Good riddance, Andrew Demetriou.


I’M baffled by outgoing CEO Andrew Demetriou’s comments on how far off the AFL is from meaningfully including women.
Not that I disagree with his assessment, but it’s essentially a report card on his own performance over his 10 years at the helm and seems like it’s a fail.
In his wide-ranging season launch address, Demetriou claimed the AFL was “miles away from where we must be” in including women in senior roles at the league and in clubs.
Only two days after telling the AFL family that he was leaving, he flagged the need for more women to be on the AFL executive and in senior roles in our 18 clubs.
Sorry, you can’t expect to win points from women by saying that on the way out, when there was every opportunity to show that belief while you were there. When it wants to, the AFL gets its way — just ask Essendon and Melbourne — so are we to assume it just didn’t want to? One women on the AFL executive — Dorothy Hisgrove, in that typically “female” portfolio of People, Customer and Community — doesn’t cut it, however capable she is.
Equally capable are Sam Mostyn and Linda Dessau, significant additions to the commission, and Peggy O’Neal taking over the chair at Richmond was a logical and important step.
But in the machine rooms of the clubs, a women has yet to be given the nod.
What’s disappointing is that I believe Demetriou always got the need to embrace women more broadly and had the clout to pay more than lip service to the notion.
Certainly, things have changed in the lower levels of the game and that matters. Women are being brought through coaching paths, Chelsea Roffey was our first female goal umpire in a Grand Final and there are many more running around in suburban games.
One chasm remains and that’s a serious commitment to an affiliated women’s league. Female players are the fastest growth area of the game: 160,000 girls and women now play nationally and they can play through from Auskick to seniors. But that’s where it stops.
Last year’s AFL-branded match between Melbourne and the Bulldogs was a start, and they will do it again this year.
Had some of the men on the commission bothered to attend the first female draft, they would have got a sense of the raw emotion on display as the young women got the call-up and a guernsey rich in heritage.
If they paid close attention to the actual game they would have seen the skills and abilities on display. But some of the most senior AFL men were surprised at the standard — why have they not being paying attention?
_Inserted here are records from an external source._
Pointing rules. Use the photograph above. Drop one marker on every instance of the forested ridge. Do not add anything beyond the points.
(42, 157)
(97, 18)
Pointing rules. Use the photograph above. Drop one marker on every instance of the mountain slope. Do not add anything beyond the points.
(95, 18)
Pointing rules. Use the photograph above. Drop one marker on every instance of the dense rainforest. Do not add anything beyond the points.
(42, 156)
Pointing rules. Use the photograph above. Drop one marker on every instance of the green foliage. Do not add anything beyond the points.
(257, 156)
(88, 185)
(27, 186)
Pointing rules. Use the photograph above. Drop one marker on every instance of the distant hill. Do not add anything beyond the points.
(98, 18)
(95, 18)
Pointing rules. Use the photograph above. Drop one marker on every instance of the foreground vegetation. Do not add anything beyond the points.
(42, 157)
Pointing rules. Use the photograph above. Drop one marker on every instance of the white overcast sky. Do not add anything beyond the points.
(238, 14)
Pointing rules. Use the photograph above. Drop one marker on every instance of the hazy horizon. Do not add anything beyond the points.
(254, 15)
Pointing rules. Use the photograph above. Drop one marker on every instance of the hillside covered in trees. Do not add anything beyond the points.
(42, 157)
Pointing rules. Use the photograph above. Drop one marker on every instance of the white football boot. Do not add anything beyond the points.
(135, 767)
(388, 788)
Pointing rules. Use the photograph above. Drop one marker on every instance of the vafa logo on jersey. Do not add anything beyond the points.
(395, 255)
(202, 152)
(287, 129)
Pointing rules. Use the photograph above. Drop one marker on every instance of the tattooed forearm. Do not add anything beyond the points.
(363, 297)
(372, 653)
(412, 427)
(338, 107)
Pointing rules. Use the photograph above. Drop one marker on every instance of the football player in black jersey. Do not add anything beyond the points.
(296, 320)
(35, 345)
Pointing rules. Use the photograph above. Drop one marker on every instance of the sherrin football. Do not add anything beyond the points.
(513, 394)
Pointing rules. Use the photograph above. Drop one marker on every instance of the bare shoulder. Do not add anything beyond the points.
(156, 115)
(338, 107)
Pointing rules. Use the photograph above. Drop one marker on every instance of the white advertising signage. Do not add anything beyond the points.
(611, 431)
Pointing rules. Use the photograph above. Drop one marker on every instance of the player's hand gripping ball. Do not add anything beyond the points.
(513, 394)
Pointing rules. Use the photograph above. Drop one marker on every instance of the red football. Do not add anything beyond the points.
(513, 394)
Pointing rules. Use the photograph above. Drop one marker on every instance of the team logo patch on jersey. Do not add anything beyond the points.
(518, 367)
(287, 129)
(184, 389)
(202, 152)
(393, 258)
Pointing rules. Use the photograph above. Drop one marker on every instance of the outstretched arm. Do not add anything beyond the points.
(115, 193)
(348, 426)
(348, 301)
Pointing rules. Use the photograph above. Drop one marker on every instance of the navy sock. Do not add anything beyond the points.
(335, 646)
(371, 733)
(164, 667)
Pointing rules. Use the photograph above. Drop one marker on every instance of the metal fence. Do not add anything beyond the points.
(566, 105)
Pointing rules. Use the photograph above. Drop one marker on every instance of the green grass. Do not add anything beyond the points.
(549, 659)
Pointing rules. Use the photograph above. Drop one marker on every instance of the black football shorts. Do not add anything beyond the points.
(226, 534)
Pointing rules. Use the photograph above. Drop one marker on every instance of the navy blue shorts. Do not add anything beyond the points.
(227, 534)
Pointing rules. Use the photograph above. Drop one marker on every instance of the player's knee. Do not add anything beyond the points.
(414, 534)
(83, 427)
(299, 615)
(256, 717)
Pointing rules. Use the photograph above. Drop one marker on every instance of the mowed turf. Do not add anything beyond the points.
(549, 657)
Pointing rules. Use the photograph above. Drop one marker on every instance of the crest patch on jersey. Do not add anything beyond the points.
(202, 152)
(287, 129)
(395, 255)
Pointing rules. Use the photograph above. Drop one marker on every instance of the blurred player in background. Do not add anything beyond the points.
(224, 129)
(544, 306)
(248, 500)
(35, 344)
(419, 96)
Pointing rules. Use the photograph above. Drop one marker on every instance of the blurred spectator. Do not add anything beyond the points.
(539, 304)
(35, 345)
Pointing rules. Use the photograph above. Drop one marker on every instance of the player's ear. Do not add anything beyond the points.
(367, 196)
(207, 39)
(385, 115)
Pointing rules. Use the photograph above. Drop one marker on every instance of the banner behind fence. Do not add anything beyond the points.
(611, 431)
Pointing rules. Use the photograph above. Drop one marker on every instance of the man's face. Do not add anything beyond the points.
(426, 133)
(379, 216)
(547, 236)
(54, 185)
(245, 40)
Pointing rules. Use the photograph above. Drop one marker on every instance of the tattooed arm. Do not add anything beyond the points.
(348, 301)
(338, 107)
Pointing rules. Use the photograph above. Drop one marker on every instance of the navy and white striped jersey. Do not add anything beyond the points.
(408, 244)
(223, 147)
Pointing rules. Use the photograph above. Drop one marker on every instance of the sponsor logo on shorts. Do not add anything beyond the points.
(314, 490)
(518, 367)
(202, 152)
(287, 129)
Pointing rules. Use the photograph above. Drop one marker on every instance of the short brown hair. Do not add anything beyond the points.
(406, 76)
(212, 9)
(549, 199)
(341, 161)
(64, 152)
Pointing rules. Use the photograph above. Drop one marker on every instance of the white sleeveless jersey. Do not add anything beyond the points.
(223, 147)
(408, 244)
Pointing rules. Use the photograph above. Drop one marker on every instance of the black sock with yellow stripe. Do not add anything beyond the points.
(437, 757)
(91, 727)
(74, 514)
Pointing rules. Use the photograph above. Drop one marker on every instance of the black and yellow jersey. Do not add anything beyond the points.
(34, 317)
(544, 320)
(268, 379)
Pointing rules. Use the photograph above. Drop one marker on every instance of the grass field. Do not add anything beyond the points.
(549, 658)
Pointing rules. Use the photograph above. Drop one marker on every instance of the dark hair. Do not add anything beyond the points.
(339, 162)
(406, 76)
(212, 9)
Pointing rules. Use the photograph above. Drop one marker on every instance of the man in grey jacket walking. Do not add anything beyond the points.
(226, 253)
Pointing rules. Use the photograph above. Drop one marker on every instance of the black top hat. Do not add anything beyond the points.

None of the women involved expect to attract thousands to their games or to have the following the boys do. But neither do the girls playing cricket and soccer and they get decent financial backing from their national leagues, even small payments for their efforts.
And the only way to continue to raise the barre is to give these talented women a legitimate outlet.
If the AFL is serious about bringing through capable women beyond football, that is where it should start. After all, both Demetriou and commission chair Mike Fitzpatrick played the game at the highest level before combining significant business skills to rise to their current roles. So it stands to reason that is not a bad pathway for women either.
There are signs that the AFL approach to women is changing. This year, thankfully, there won’t be a “women’s round”. It finally understands that women should not be treated as “special” once a year — they are, and want to be, involved as part of every round.
Significantly, it will be the Breast Cancer Network Australia’s Field of Women that will once again send the most powerful message of community.
On May 10, 15,000 women and men will don pink ponchos and stand together in the fight against breast cancer. The perfect Pink Lady they form acknowledges that women can have a different but no less significant voice through football.
Over the years I’ve had countless meetings with well-meaning male executives about setting up women’s groups to get “the girls” involved in footy, often seeing it as a lucrative revenue stream.
But they’re baffled when I tell them women don’t want to be segregated — we just want to be part of it all, at whatever level we choose.